According to a second aspect of the present invention, the reflection action of the opposite connection end face of the edge light panel is suppressed to eliminate abnormal light emission at the connection portion, and the self-adhesiveness of the gel-like transparent material makes the primary end face the primary face with the incident end face. By adhering to the surface of both the light source and the surface of the opposing connection end in a familiar face-to-face adhesive state, the two light sources can be firmly adhered to each other without leaving a gap, and the edge light Vibration that may be received by the lighting device does not cause peeling due to peeling, and the adhesion is not hindered.Because it is a gel-like transparent material, the vibration resistance is ensured and the adhesion by the familiar interview is always maintained. In addition, the suppression of the above-mentioned reflection, prevention of incident loss, and prevention of abnormal light emission can be ensured for a long period of time. It is possible to provide an edge light panel illuminating device formed by using a plurality of edge light panels so as to easily connect the illuminating surfaces without being affected by the heat generated by the primary light source due to the heat resistance of the transparent material. .
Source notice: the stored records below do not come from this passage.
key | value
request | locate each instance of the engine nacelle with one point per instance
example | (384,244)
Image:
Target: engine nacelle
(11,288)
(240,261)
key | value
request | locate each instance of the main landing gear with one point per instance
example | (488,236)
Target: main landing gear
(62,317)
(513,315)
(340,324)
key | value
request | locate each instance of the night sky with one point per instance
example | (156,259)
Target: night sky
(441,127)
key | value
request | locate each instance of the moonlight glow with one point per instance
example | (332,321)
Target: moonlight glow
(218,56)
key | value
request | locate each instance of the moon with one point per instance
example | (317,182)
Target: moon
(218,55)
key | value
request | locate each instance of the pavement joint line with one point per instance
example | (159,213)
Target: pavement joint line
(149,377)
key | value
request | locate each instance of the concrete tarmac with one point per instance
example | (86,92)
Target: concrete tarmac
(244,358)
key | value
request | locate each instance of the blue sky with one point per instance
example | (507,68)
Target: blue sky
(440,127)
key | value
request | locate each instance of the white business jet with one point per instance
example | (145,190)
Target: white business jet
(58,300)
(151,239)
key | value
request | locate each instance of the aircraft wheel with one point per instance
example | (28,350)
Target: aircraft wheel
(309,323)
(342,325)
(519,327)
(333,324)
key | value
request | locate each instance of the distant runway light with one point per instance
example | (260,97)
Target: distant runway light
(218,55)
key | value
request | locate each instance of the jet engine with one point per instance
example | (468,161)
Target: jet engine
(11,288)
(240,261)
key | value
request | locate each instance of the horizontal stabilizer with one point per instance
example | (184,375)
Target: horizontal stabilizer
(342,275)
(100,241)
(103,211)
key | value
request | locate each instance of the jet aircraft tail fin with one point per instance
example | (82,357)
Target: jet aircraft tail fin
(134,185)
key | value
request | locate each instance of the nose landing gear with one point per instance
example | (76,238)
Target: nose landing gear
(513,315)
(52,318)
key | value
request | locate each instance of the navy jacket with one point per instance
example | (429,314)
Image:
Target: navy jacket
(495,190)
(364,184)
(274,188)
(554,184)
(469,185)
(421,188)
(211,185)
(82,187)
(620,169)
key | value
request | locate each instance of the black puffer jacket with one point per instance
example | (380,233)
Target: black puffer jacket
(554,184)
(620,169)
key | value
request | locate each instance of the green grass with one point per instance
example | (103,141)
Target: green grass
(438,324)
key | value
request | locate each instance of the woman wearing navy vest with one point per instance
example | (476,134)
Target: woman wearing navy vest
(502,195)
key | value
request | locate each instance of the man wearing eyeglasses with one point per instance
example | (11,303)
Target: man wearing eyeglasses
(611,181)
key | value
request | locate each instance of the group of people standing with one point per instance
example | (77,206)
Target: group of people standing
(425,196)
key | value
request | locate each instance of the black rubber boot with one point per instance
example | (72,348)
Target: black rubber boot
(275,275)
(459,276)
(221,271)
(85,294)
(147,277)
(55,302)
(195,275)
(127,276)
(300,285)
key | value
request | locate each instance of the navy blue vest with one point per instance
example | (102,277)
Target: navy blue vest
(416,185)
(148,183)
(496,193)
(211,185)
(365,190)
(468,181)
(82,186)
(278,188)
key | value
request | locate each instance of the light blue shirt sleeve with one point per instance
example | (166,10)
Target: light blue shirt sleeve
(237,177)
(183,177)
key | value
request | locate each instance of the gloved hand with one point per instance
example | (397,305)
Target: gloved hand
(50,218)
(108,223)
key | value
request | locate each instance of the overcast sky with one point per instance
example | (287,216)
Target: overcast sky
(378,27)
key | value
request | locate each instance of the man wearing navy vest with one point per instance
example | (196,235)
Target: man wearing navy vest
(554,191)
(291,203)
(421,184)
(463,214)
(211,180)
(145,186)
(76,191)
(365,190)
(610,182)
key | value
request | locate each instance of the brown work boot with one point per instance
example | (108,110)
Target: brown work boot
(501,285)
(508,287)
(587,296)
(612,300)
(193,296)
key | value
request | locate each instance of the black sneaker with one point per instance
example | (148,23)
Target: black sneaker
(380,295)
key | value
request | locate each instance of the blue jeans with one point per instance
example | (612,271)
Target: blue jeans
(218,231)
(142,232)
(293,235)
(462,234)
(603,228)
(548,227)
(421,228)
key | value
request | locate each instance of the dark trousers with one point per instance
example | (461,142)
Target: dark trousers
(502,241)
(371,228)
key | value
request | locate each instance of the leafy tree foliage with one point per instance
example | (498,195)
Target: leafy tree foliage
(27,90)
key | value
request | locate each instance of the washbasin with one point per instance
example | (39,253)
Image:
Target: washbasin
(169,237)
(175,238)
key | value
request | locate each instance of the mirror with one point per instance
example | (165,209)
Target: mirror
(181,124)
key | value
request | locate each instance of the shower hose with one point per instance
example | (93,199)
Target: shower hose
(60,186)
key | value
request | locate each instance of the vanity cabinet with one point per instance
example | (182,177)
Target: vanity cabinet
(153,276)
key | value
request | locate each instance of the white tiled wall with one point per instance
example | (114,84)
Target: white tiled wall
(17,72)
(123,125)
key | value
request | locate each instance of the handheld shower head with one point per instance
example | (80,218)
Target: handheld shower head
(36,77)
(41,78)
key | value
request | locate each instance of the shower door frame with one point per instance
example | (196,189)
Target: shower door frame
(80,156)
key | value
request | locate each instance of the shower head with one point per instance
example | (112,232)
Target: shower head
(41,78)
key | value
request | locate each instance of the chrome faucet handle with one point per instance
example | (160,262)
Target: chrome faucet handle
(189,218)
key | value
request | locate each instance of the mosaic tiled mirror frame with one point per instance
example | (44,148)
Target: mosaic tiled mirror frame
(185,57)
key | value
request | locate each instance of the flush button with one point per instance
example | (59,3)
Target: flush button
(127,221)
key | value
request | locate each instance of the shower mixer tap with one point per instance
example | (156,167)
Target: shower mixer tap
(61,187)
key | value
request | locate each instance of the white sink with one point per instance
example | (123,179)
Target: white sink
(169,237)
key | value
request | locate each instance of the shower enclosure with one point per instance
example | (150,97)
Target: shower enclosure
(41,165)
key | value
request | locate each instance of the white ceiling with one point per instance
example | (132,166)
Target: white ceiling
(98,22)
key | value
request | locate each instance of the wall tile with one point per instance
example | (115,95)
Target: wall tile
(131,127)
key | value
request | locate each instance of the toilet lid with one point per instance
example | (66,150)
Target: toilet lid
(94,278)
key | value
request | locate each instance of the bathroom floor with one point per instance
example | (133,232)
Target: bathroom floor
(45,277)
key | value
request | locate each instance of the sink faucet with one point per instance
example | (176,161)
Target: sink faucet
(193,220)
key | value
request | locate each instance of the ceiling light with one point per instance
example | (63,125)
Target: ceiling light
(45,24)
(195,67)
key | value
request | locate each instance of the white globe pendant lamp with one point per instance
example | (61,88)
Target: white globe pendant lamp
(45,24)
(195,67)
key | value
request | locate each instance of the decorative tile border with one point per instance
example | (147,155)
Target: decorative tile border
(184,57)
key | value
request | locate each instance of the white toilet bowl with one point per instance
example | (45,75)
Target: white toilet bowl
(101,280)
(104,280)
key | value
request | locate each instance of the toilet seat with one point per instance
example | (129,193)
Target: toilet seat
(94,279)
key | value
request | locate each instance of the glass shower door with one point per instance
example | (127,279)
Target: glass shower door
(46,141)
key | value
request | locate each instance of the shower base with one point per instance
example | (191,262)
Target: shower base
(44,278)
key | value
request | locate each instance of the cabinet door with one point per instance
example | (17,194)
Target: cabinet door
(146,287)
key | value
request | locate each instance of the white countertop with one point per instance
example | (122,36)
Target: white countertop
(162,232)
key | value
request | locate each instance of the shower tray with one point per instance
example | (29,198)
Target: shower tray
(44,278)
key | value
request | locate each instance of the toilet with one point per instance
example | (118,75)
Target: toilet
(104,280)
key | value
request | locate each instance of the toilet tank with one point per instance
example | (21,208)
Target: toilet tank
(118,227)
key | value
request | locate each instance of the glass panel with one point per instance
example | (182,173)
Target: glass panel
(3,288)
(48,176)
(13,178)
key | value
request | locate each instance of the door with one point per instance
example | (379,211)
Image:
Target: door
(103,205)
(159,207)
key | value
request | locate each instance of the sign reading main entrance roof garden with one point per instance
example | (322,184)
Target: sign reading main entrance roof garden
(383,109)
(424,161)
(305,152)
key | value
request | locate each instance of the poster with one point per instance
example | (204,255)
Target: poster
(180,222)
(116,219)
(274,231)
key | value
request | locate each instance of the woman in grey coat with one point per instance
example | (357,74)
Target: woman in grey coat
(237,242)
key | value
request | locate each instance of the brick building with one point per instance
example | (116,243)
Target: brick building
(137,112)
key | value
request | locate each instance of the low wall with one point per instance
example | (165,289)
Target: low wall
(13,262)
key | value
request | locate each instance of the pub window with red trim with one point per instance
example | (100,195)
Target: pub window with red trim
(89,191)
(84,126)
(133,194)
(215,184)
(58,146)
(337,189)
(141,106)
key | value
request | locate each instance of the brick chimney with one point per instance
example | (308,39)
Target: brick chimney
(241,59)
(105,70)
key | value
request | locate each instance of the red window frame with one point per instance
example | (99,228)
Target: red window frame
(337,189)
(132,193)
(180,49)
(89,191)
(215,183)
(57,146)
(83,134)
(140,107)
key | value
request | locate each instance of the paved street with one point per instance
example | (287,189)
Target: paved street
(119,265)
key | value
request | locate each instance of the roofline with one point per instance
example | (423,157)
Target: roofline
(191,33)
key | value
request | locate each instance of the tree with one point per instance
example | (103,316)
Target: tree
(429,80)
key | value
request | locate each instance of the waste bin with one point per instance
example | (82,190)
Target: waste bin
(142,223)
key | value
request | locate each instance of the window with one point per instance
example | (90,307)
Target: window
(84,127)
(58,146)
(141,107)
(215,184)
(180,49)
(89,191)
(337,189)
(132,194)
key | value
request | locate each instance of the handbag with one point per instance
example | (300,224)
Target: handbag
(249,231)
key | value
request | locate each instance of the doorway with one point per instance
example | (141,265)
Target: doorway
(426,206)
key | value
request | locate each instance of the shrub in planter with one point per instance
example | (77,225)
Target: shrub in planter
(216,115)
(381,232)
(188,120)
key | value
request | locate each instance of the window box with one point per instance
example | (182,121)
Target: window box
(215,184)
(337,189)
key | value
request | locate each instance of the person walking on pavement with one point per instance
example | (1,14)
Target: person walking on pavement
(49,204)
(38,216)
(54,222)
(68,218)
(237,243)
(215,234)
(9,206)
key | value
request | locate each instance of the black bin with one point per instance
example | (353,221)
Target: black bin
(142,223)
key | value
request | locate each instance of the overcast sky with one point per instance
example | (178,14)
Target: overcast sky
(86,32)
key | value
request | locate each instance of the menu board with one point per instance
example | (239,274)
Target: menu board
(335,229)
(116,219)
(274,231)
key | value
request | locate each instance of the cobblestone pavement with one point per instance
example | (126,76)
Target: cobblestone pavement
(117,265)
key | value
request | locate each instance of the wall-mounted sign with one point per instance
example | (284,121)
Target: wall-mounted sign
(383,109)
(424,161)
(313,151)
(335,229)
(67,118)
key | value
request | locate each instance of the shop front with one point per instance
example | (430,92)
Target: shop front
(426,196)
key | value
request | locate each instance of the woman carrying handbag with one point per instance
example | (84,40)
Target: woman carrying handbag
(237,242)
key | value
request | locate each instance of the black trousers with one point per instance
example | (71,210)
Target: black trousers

According to the third aspect of the present invention, in addition to the above, by using a gel transparent silicone suitable as the gel transparent material, the edge light panel lighting device can be easily put into practical use. be able to.

[0032]

[Brief description of the drawings]

 1 is an exploded perspective view of a liquid crystal backlight. FIG. 2 is a partially enlarged longitudinal sectional view showing a main part. FIG. 3 is a longitudinal sectional view showing another example. FIG. 4 is a longitudinal sectional view showing another example. Top view with sash removed

[Explanation of symbols]

 A liquid crystal backlight B large version backlight 1 edge light panel 4 entrance end face 6 connection end face 10 primary light source 20 gel transparent silicon

──────────────────────────────────────────────────続 き Continuation of the front page Examiner Eiichi Yoshida (56) References JP-A-5-158035 (JP, A) JP-A-4-257824 (JP, A) JP-A-5-75736 (JP, U) (58) Field surveyed (Int.Cl. ⁷ , DB name) G02B 6/00 331 F21V 8/00 601 G02F 1/13357

Claims (3)

(57) [Claims] 1. A bridge-shaped incident light transmission path formed of a heat-resistant, gel-like transparent material that is in close contact with a light source between an incident end face of an edge light panel and a primary light source provided on the incident end face. An edge light illuminating device characterized in that the end surface and the primary light source are brought into close contact with each other by self-adhesion of the gel-like transparent substance so that both surfaces are in close contact with each other. 2. A bridge-like incident light transmission path formed of a heat-resistant, gel-like transparent material that is in close contact with the edge light panel between the opposed connection end faces of the edge light panel. An edge light illuminating device characterized in that both surfaces are made to adhere to each other by the self-adhesion of the transparent substance in a state of adhesion in an interview. 3. The edge light illuminating device according to claim 1, wherein the gel-like transparent substance is made of gel-like transparent silicon.